We make publishing as easy for you as we can: we give a lot of detailed feedback on your project plan, we have regular writing workshops to help you hone the final product, and we require you to submit your thesis in a format suitable for submission to an international journal. We know how important it is for students who want to go on in academia to get their work published, and thesis supervisors routinely provide support for students for several years after finishing the course to help them publish.
MRes Tropical Forest Ecology is a relatively new course, but we’re already seeing past students convert their theses into publications. A couple of examples are:
- Gray, R. E. J., R. M. Ewers, M. J. W. Boyle, A. Y. C. Chung, and R. J. Gill. 2018. Effect of tropical forest disturbance on the competitive interactions within a diverse ant community. Scientific Reports 8:5131.
- Osborne, O. G., R. De-Kayne, M. I. Bidartondo, I. Hutton, W. J. Baker, C. G. N. Turnbull, and V. Savolainen. 2018. Arbuscular mycorrhizal fungi promote coexistence and niche divergence of sympatric palm species on a remote oceanic island. New Phytologist 217:1254-1266.
Academic staff at Silwood Park Campus, where this course is hosted, have a long track record of helping students turn their theses into publications. Other examples of Silwood Masters student projects in tropical forest ecology that have been published include:
- Cusack, J. J., O. R. Wearn, H. Bernard, and R. M. Ewers. 2015. Influence of microhabitat structure and disturbance on detection of native and non-native murids in logged and unlogged forests of northern Borneo. Journal of Tropical Ecology 31:25-35.
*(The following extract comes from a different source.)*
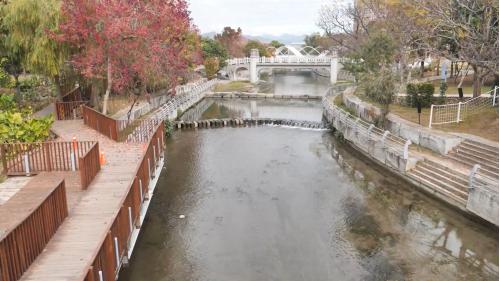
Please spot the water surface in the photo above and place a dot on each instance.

- Ewers, R. M., M. J. W. Boyle, R. A. Gleave, N. S. Plowman, S. Benedick, H. Bernard, T. R. Bishop, E. Y. Bakhtiar, V. K. Chey, A. Y. C. Chung, R. G. Davies, D. P. Edwards, P. Eggleton, T. M. Fayle, S. R. Hardwick, R. Homathevi, R. L. Kitching, M. S. Khoo, S. H. Luke, J. J. March, R. Nilus, M. Pfeifer, S. V. Rao, A. C. Sharp, J. L. Snaddon, N. E. Stork, M. J. Struebig, O. R. Wearn, K. M. Yusah, and E. C. Turner. 2015. Logging cuts the functional importance of invertebrates in tropical rainforest. Nature Communications 6:6836.
- Loveridge, R., O. R. Wearn, M. Vieira, H. Bernard, and R. M. Ewers. 2016. Movement behavior of native and invasive small mammals shows logging may facilitate invasion in a tropical rain forest. Biotropica 48:373-380.
- Marsh, C. J., O. T. Lewis, I. Said, and R. M. Ewers. 2010. Community-level diversity modelling of birds and butterflies on Anjouan, Comoro Islands. Biological Conservation 143:1364-1374.
- Twining, J. P., H. Bernard, and R. M. Ewers. 2017. Increasing land-use intensity reverses the relative occupancy of two quadrupedal scavengers. PLoS ONE 12:e0177143.
- Wearn, O. R., D. C. Reuman, and R. M. Ewers. 2012. Extinction debt and windows of conservation opportunity in the Brazilian Amazon. Science 337:228-232.